We may also disclose information where required by law: court order, subpoena, statutory notice, or a regulator's request.
Overseas disclosure
Some of our service providers operate outside Australia or use overseas cloud infrastructure. At the time of writing, this includes website hosting (United States), email and mailing-list services, calendaring, and AI tools used to assist with research or drafting. We take reasonable steps to ensure each provider handles personal information consistently with the APPs, but we cannot guarantee how a foreign government or court may compel disclosure.

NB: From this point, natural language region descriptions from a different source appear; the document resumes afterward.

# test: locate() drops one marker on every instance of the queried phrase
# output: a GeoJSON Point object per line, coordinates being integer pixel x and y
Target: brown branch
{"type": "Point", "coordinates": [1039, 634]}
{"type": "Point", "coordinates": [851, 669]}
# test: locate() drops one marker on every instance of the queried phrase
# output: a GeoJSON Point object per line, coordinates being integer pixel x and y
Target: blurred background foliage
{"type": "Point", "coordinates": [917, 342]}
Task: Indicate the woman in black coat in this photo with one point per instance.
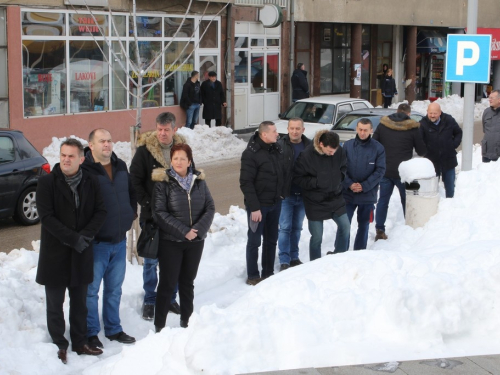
(184, 211)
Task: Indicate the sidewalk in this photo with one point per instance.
(479, 365)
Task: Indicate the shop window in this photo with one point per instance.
(44, 77)
(178, 59)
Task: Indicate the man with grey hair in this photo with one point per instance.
(261, 181)
(153, 151)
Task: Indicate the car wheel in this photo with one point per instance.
(26, 212)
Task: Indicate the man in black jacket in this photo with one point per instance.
(153, 151)
(110, 243)
(292, 208)
(261, 181)
(72, 211)
(399, 135)
(213, 98)
(319, 171)
(300, 87)
(442, 135)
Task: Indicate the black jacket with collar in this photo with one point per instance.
(59, 263)
(261, 173)
(177, 211)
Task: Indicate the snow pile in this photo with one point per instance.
(415, 169)
(208, 144)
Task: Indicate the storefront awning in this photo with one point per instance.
(430, 41)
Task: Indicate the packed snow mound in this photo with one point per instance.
(209, 145)
(415, 169)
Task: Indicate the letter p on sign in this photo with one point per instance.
(468, 58)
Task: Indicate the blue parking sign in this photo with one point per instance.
(468, 58)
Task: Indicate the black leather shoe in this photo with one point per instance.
(94, 342)
(175, 308)
(122, 337)
(85, 349)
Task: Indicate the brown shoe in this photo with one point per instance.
(85, 349)
(380, 235)
(62, 354)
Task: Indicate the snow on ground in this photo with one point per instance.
(208, 144)
(431, 292)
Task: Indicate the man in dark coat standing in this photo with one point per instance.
(365, 169)
(319, 171)
(110, 243)
(300, 87)
(72, 211)
(261, 181)
(442, 136)
(213, 98)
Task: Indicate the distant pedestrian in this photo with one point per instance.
(490, 146)
(292, 208)
(365, 170)
(72, 211)
(213, 98)
(388, 88)
(300, 86)
(442, 136)
(319, 171)
(191, 99)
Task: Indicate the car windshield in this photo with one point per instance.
(316, 113)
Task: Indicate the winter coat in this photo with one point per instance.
(59, 263)
(190, 94)
(212, 99)
(365, 165)
(148, 156)
(261, 173)
(441, 141)
(490, 144)
(177, 211)
(320, 176)
(118, 195)
(288, 161)
(399, 135)
(388, 86)
(300, 87)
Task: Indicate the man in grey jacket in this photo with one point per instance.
(491, 129)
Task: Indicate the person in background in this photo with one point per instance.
(184, 211)
(442, 136)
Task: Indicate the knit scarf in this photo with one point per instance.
(73, 182)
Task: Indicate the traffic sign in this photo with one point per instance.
(468, 58)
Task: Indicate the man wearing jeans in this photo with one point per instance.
(365, 169)
(292, 208)
(110, 243)
(191, 99)
(399, 135)
(319, 171)
(153, 151)
(261, 181)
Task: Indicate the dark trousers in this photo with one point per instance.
(218, 121)
(77, 315)
(178, 262)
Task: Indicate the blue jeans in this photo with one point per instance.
(109, 266)
(364, 213)
(341, 240)
(386, 188)
(268, 229)
(192, 114)
(291, 219)
(448, 177)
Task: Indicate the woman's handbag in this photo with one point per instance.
(148, 242)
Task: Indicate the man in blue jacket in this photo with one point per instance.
(110, 242)
(365, 169)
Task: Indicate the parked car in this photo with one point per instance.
(319, 112)
(20, 167)
(346, 125)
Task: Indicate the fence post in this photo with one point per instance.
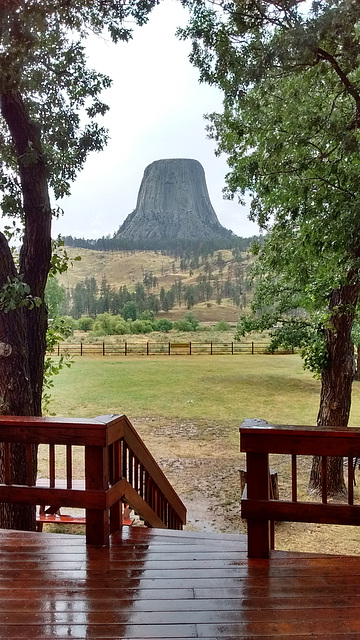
(257, 478)
(96, 477)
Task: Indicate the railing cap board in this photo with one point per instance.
(257, 436)
(77, 431)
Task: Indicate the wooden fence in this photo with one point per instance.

If you'd rather we not use overseas-hosted services for your matter, tell us before you engage Forge. We'll discuss whether it can be accommodated.
Direct marketing
We only send marketing emails (the newsletter, book-launch updates, event invitations) to people who have specifically opted in. Every marketing email has an unsubscribe link that works in one click; we honour unsubscribes immediately. If you've been a client of Forge, you may also receive limited matter-related communications. Those aren't marketing and don't require an opt-in, but you can ask us to stop them at any time.
Cookies and analytics
The website uses cookies to remember your cookie-consent choice and to keep your form inputs while you're filling them in. We don't use third-party advertising cookies. If you accept cookies, we record privacy-respecting, first-party analytics: the pages you view, where you arrived from, any campaign tags in the link, and your approximate location (city, state and country) worked out from your IP address at the time. We do not store your IP address itself, and none of this is linked to your identity. We use it to see which content is useful and, where relevant, to tailor the information and offers we show by region. Decline, and we record none of it. If we enable Google Analytics, it runs only on acceptance and with IP anonymisation.
Children
The website isn't directed at children, and we don't knowingly collect information from anyone under 18 through the website. In a family-law matter, we may hold information about your children. That information is protected to the same standard as the rest of the file.
Storage and security
Personal information is held in encrypted systems with access controls. We retain client files for a minimum of seven years after a matter concludes, as required by our professional obligations. Enquiries from prospective clients who do not engage us are retained for two years and then deleted. Newsletter subscriber lists are retained until you unsubscribe.
Data breaches
If a data breach is likely to result in serious harm, we follow the Notifiable Data Breaches scheme under the Privacy Act. We'll notify you and the Office of the Australian Information Commissioner as soon as practicable.
Access and correction
You can request access to or correction of the personal information we hold about you. Email enquiries@forgelegal.com.au. We'll respond within 30 days. There's no fee for a reasonable access request; we may charge if you ask for substantial copying or formatting work.
Complaints
If you believe we have mishandled your personal information, contact us first using the details above. We'll acknowledge within five business days and resolve or substantively respond within 30 days. If you're not satisfied with our response, you can complain to the Office of the Australian Information Commissioner (oaic.gov.au) within 12 months of becoming aware of the issue.
Updates
We may update this policy. The version on this page is always the current one. Last updated: May 2026.